There are multiple behaviors related to prefetching so I've split them out for each case. The list below each case is what's prefetched:
Reference:
- Checkmark checked → it's implemented.
- RSC Payload → Rendered server components.
- Router state → Patch for the router history state.
- Preloads for client component entry → This will be handled in a follow-up PR.
- No `loading.js` static case → Will be handled in a follow-up PR.
---
- `prefetch={true}` (default, same as current router, links in viewport are prefetched)
- [x] Static all the way down the component tree
- [x] RSC payload
- [x] Router state
- [ ] preloads for the client component entry
- [x] Not static all the way down the component tree
- [x] With `loading.js`
- [x] RSC payload up until the loading below the common layout
- [x] router state
- [ ] preloads for the client component entry
- [x] No `loading.js` (This case can be static files to make sure it’s fast)
- [x] router state
- [ ] preloads for the client component entry
- `prefetch={false}`
- [x] always do an optimistic navigation. We already have this implemented where it tries to figure out the router state based on the provided url. That result might be wrong but the router will automatically figure out that
---
In the first implementation there is a distinction between `hard` and `soft` navigation. With the addition of prefetching you no longer have to add a `soft` prop to `next/link` in order to leverage the `soft` case.
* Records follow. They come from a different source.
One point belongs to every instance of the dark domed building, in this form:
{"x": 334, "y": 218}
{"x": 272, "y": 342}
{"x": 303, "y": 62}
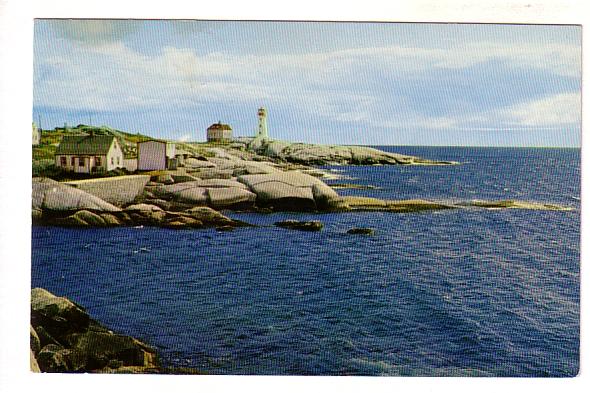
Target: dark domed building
{"x": 219, "y": 133}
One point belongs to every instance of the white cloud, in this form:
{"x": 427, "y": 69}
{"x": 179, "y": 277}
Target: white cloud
{"x": 112, "y": 77}
{"x": 559, "y": 109}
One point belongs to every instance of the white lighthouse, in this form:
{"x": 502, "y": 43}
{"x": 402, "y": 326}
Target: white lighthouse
{"x": 262, "y": 130}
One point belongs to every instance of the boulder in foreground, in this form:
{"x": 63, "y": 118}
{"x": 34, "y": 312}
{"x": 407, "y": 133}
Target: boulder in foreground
{"x": 65, "y": 339}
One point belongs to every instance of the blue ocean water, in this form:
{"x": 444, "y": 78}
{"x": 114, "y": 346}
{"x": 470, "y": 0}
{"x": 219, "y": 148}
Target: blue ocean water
{"x": 458, "y": 292}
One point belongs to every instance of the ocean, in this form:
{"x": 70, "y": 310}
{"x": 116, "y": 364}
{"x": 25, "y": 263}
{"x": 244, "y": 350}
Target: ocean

A heuristic has been added that automatically prefers `soft` navigation except when navigating between mismatching dynamic parameters.
An example:
- `app/[userOrTeam]/dashboard/page.js` and `app/[userOrTeam]/dashboard/settings/page.js`
- `/tim/dashboard` → `/tim/dashboard/settings` = Soft navigation
- `/tim/dashboard` → `/vercel/dashboard` = Hard navigation
- `/vercel/dashboard` → `/vercel/dashboard/settings` = Soft navigation
- `/vercel/dashboard/settings` -> `/tim/dashboard` = Hard navigation
---
While adding these new heuristics some of the tests started failing and I found some state bugs in `router.reload()` which have been fixed. An example being when you push to `/dashboard` while on `/` in the same transition it would navigate to `/`, it also wouldn't push a new history entry. Both of these cases are now fixed:
```
React.startTransition(() => {
router.push('/dashboard')
router.reload()
})
```
---
While debugging the various changes I ended up debugging and manually diffing the cache and router state quite often and was looking at a way to automate this. `useReducer` is quite similar to Redux so I was wondering if Redux Devtools could be used in order to debug the various actions as it has diffing built-in. It took a bit of time to figure out the connection mechanism but in the end I figured out how to connect `useReducer`, a new hook `useReducerWithReduxDevtools` has been added, we'll probably want to put this behind a compile-time flag when the new router is marked stable but until then it's useful to have it enabled by default (only when you have Redux Devtools installed ofcourse).
> ⚠️ Redux Devtools is only connected to take incoming actions / state. Time travel and other features are not supported because the state sent to the devtools is normalized to allow diffing the maps, you can't move backward based on that state so applying the state is not connected.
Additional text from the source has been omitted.